Suis-moi je te fuis / Fuis-moi je te suis
Hard Day
Jouissance du monde corrompu
HARD DAY (MOO-DEOM-KKA-JI GAN-DA) – Kim Seong-hun
Fantaisie scénaristique, Hard Day fonctionne bel et bien parce qu'il dépeint un monde corrompu, rongé par les trafics et l'argent, sans ressource d'humanité possible. Avec ironie, le film de Kim Seong-hun se nourrit de ce qui caractérise le cinéma sud-coréen actuel : vengeance, mise en scène conduisant l'acharnement dans la traque ou le meurtre, suprématie de la folie masculine, relations limitées à des rapports de domination...
En ce sens, certaines scènes se révèlent réjouissantes dans les basculements des rapports de force. Le héros poursuivi par la malchance et par des ennemis mal identifiés est, dès le départ, un lâche et un corrompu. Ce portrait péjoratif permet d'emblée d'explorer la folie quelque peu sadique qui consiste à nous présenter un protagoniste poursuivi par une poisse allant des petites mésaventures irritantes à de violents passages à tabac inattendus. L'humour noir s'installe avec aisance, notamment dans cette extraordinaire séquence du cercueil. Les malheureuses coïncidences y empirent à la hauteur des solutions apportées par le lieutenant Go, joyeusement abracadabrantes.

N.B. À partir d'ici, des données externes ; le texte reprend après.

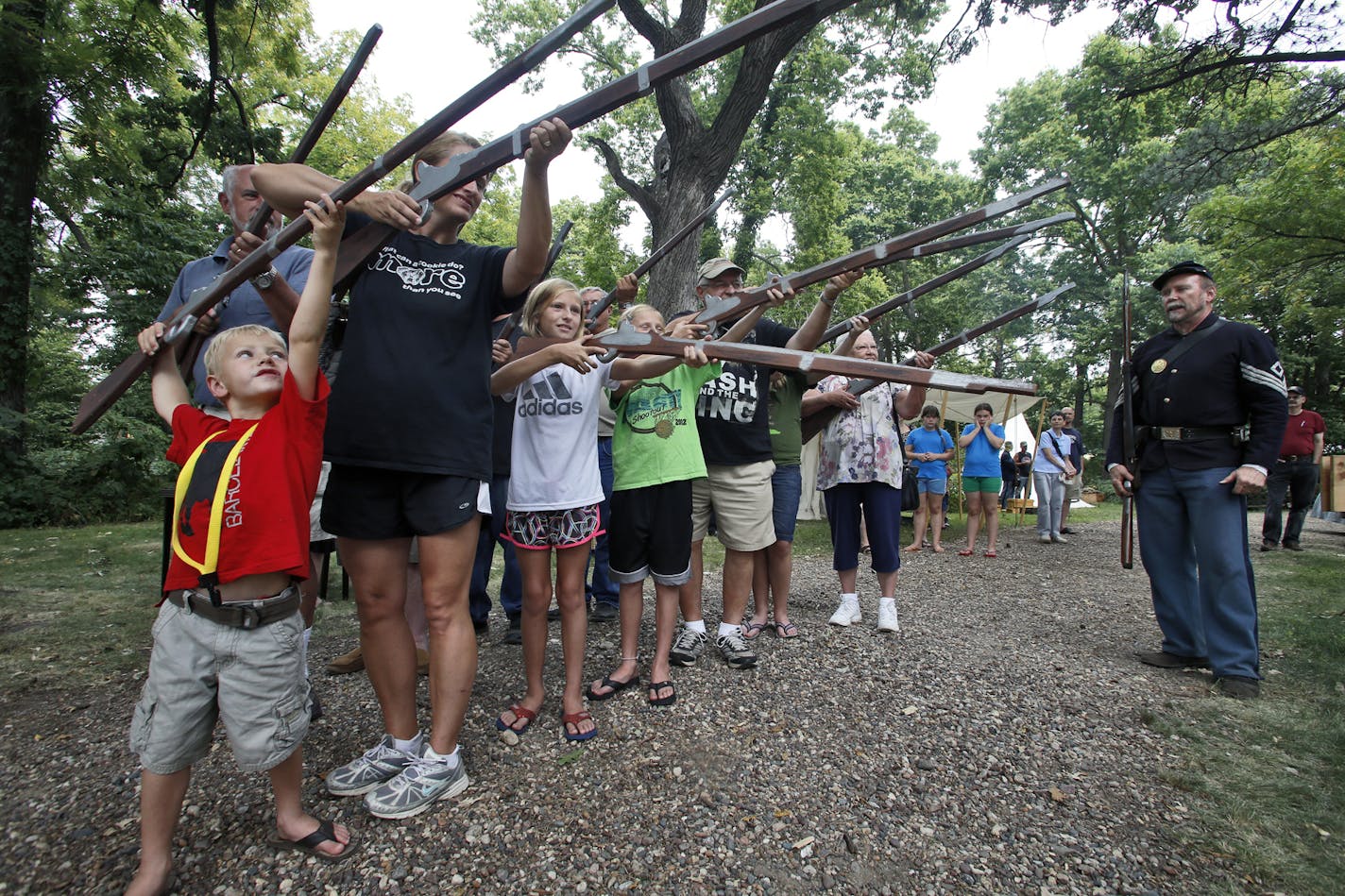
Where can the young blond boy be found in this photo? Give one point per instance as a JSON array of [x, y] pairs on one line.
[[229, 634]]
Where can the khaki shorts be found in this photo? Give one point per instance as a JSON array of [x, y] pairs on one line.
[[1074, 488], [252, 680], [741, 500]]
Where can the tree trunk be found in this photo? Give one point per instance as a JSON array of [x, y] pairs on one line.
[[26, 124], [672, 280]]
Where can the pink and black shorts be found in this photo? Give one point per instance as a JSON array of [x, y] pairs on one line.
[[545, 529]]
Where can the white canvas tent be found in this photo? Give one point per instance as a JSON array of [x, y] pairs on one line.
[[955, 407]]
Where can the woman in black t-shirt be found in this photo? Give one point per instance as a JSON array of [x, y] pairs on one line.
[[409, 437]]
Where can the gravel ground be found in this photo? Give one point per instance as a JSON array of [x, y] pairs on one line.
[[996, 744]]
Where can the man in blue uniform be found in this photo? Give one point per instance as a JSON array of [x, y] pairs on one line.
[[269, 299], [1209, 414]]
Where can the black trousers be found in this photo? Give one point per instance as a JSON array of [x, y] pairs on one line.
[[1297, 478]]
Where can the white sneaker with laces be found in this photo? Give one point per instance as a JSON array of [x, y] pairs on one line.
[[847, 613]]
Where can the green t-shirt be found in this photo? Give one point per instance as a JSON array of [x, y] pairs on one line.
[[655, 437], [786, 430]]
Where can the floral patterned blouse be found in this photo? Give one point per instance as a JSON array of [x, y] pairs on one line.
[[862, 444]]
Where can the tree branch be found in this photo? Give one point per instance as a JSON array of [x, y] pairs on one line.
[[1230, 62], [649, 27], [614, 167]]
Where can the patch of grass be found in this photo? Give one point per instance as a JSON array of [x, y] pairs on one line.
[[1269, 774], [77, 603]]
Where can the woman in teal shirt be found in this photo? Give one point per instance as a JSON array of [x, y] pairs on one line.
[[980, 477]]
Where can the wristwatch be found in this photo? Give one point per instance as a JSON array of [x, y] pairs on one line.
[[264, 280]]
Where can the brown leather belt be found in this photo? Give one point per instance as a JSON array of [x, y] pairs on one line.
[[1189, 433], [252, 614]]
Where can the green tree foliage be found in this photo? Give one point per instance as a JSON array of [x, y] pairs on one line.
[[142, 105], [1281, 259], [672, 152], [1160, 177]]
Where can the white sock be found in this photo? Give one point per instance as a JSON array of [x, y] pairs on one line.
[[450, 759], [408, 746]]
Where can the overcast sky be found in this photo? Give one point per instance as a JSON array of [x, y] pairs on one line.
[[420, 40]]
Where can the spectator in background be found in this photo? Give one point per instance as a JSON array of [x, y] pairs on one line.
[[1022, 461], [929, 449], [1296, 471], [1009, 474], [1075, 483], [1048, 472], [980, 477]]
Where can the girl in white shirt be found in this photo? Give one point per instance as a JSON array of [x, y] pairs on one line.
[[554, 487]]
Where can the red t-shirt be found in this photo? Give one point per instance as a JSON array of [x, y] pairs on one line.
[[1298, 433], [273, 482]]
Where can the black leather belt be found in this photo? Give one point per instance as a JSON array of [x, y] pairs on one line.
[[252, 614], [1189, 433]]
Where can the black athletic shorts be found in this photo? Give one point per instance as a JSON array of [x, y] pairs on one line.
[[373, 503], [653, 533]]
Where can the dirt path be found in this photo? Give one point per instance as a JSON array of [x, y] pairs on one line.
[[998, 744]]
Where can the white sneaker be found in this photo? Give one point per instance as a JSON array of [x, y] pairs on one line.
[[888, 615], [847, 613]]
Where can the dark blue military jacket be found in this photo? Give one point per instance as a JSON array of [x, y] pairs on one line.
[[1231, 379]]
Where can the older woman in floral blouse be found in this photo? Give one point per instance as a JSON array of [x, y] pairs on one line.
[[860, 467]]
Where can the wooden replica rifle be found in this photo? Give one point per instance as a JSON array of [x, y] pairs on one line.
[[557, 245], [630, 341], [261, 218], [437, 180], [202, 300], [927, 287], [875, 256], [817, 421], [1130, 456], [644, 266]]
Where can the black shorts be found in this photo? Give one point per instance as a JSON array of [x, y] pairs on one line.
[[653, 533], [373, 503]]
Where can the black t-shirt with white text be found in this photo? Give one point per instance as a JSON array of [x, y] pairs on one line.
[[415, 383], [732, 411]]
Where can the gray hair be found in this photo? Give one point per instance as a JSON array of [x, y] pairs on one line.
[[230, 179]]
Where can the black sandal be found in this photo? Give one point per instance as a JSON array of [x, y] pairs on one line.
[[655, 686], [616, 687]]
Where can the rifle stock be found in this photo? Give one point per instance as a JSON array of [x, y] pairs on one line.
[[875, 256], [434, 182], [116, 383], [630, 341], [1128, 431], [261, 217], [817, 421]]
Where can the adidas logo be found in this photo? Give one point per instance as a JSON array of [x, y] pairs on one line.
[[548, 397]]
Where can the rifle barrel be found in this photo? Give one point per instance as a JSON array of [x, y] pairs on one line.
[[929, 285], [877, 255], [116, 383], [261, 217], [817, 421]]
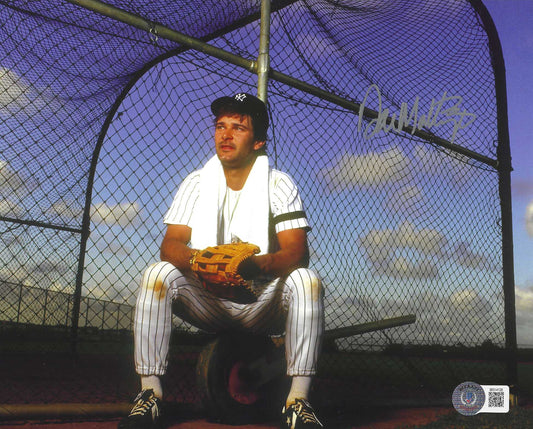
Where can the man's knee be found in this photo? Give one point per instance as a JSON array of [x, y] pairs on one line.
[[156, 278], [306, 283]]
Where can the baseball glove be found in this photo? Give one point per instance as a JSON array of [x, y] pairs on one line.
[[218, 268]]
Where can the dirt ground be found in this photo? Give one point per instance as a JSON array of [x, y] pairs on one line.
[[367, 419]]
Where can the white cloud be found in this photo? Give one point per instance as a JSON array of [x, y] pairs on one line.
[[10, 209], [39, 105], [407, 200], [368, 170], [386, 250], [13, 184], [529, 219], [524, 316], [122, 214]]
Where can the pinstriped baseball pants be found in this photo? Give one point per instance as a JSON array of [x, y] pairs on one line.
[[293, 305]]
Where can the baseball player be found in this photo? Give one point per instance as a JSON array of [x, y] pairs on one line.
[[236, 196]]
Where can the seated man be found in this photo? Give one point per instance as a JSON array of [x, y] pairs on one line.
[[236, 196]]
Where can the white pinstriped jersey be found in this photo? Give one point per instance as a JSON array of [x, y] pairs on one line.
[[286, 208]]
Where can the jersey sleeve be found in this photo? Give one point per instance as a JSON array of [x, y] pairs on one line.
[[181, 209], [286, 204]]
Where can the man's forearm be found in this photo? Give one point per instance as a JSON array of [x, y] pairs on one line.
[[177, 253]]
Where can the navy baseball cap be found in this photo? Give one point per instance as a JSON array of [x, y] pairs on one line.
[[245, 104]]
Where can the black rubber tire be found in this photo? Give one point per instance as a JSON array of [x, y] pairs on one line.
[[226, 389]]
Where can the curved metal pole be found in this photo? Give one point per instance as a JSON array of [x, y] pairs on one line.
[[263, 59]]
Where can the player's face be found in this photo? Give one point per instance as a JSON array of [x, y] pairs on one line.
[[234, 140]]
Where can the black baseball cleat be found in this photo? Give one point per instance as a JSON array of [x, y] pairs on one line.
[[300, 415], [145, 414]]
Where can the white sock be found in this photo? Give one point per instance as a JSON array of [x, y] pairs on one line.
[[300, 387], [152, 382]]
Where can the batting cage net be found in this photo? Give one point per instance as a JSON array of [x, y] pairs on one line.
[[389, 115]]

L'absurdité est creusée jusqu'au jubilatoire dans certaines scènes de confrontation amplifiant les simples gags : long cheminement pour parvenir à dissimuler le corps dans le cercueil de la mère, donc ; mais aussi le risque constant de révélation des erreurs du policier, ou encore lutte au corps et aux armes blanches qui ne cesse jamais dans l'appartement. Cependant, face à l'enchaînement des gags au scénario, l'interprétation de Lee Seon-gyoon alourdit quelque peu cette écriture en accumulation : elle ne fait qu'amplifier, par le stress exagéré du personnage, toujours tendu et survolté.

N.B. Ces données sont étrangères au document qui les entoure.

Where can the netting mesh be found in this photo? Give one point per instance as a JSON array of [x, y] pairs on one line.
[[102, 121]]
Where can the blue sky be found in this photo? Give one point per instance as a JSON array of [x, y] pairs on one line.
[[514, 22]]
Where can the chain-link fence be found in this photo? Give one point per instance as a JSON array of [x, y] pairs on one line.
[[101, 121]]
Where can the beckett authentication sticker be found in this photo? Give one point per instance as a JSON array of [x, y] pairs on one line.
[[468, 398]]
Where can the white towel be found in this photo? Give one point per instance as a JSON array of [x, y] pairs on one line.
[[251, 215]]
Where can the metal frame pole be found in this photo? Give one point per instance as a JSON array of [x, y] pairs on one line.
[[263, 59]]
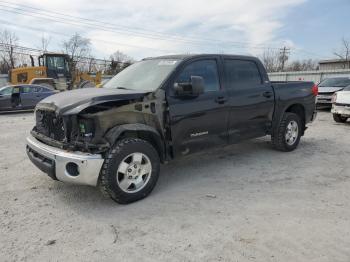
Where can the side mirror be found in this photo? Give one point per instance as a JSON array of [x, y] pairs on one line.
[[193, 88]]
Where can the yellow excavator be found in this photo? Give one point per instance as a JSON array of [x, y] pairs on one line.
[[53, 71]]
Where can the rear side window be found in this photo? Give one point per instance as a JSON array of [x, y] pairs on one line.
[[6, 91], [242, 74], [204, 68], [27, 89]]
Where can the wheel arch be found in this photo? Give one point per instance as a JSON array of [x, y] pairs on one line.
[[141, 131], [299, 110]]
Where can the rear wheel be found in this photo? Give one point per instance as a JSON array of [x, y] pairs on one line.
[[339, 119], [130, 171], [287, 136]]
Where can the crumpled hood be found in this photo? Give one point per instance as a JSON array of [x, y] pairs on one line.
[[329, 89], [74, 101]]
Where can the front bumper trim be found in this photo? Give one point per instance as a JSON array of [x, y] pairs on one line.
[[341, 110], [53, 161]]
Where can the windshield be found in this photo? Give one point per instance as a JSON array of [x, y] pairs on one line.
[[347, 88], [5, 90], [335, 82], [146, 75], [55, 63]]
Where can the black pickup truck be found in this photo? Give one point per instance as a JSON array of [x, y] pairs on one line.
[[159, 109]]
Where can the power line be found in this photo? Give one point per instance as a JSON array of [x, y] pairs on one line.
[[106, 28]]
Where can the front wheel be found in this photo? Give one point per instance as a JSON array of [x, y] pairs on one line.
[[287, 135], [130, 171], [339, 119]]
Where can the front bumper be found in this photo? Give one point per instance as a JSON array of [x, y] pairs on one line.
[[343, 110], [71, 167]]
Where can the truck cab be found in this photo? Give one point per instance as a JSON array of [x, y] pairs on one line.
[[57, 68]]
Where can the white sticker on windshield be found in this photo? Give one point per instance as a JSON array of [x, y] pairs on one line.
[[167, 62]]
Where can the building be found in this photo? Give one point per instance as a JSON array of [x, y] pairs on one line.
[[334, 64]]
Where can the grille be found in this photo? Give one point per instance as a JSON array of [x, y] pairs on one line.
[[50, 125]]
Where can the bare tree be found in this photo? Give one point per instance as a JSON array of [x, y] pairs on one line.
[[44, 43], [8, 44], [270, 59], [78, 48], [303, 65], [119, 61], [344, 52], [91, 62]]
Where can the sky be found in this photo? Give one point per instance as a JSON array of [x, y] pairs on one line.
[[310, 28]]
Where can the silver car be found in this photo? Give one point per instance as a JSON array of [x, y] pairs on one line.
[[22, 97], [328, 87], [341, 105]]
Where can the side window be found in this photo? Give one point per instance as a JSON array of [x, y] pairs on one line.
[[38, 89], [6, 91], [242, 74], [16, 90], [27, 89], [204, 68]]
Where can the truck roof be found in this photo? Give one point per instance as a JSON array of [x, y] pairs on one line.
[[189, 56]]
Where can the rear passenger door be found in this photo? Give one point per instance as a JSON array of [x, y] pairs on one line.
[[251, 99], [200, 122]]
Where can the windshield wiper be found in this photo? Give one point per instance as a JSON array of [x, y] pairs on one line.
[[120, 87]]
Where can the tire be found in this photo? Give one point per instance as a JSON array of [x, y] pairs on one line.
[[279, 137], [121, 178], [339, 119]]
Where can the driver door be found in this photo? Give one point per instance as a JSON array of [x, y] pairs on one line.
[[199, 122], [5, 98]]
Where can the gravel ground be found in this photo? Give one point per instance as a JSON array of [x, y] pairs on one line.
[[245, 202]]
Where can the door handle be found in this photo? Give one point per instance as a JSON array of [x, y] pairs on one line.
[[267, 94], [221, 100]]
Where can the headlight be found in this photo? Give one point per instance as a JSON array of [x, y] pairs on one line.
[[86, 128], [334, 98]]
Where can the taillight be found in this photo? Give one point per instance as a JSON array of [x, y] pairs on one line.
[[315, 90], [334, 98]]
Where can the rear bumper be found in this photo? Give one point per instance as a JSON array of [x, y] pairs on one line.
[[313, 117], [343, 110], [71, 167]]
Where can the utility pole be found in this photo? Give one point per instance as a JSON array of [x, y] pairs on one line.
[[284, 53]]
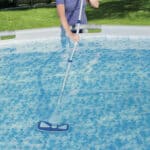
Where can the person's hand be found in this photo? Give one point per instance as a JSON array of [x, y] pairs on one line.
[[74, 37]]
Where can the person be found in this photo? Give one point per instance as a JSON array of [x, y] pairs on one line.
[[68, 12]]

Hard Day trouve là une première limite dans le jeu de ses acteurs et l'écriture de ses personnages. Le film use des cordes déjà entraperçues dans le thriller des dernières années : population nécessairement rongée par la corruption, acolytes débonnaires, antagoniste charismatique et pulsionnel ; mais ne les approfondit pas ou ne s'en détourne pas. Certaines séquences fonctionnement admirablement parce qu'elles s'épanouissent dans l'exagération des mouvements emblématiques : l'affrontement final impressionne vivement en ce sens, tant le héros autant que l'ennemi considèrent les objets de la maison comme des armes. Les échanges de regards deviennent cocasses, au moment même l'un reconnaît, en synchronie avec l'autre, la possibilité de créer de la violence avec une porte, une étagère, une lampe... Dans cette séquence, les protagonistes s'approprient entièrement le cliché du vengeur sud-coréen, observé dans Old Boy (Park Chan-wook, 2003)ou Mother (Bong Joon-ho, 2009), prêt à soumettre à son désir de violence l'environnement autour de lui. Cependant, en regard de cette scène, d'autres s'essoufflent, telles la première rencontre avec l'ennemi dans les toilettes, la course-poursuite dans le trafic urbain... Le film oscille ainsi entre des instants de pure jouissance de ses topoï, et une restitution parfois pauvre de ces mêmes sujets.
Ces défauts d'Hard Day éclairent cette tendance d'une partie du cinéma sud-coréen à se nourrir du film de vengeance qui a fait le succès international du pays à partir des années 2000, mais ne parvenant pas à en soutirer une véritable teneur dans leur mise en scène.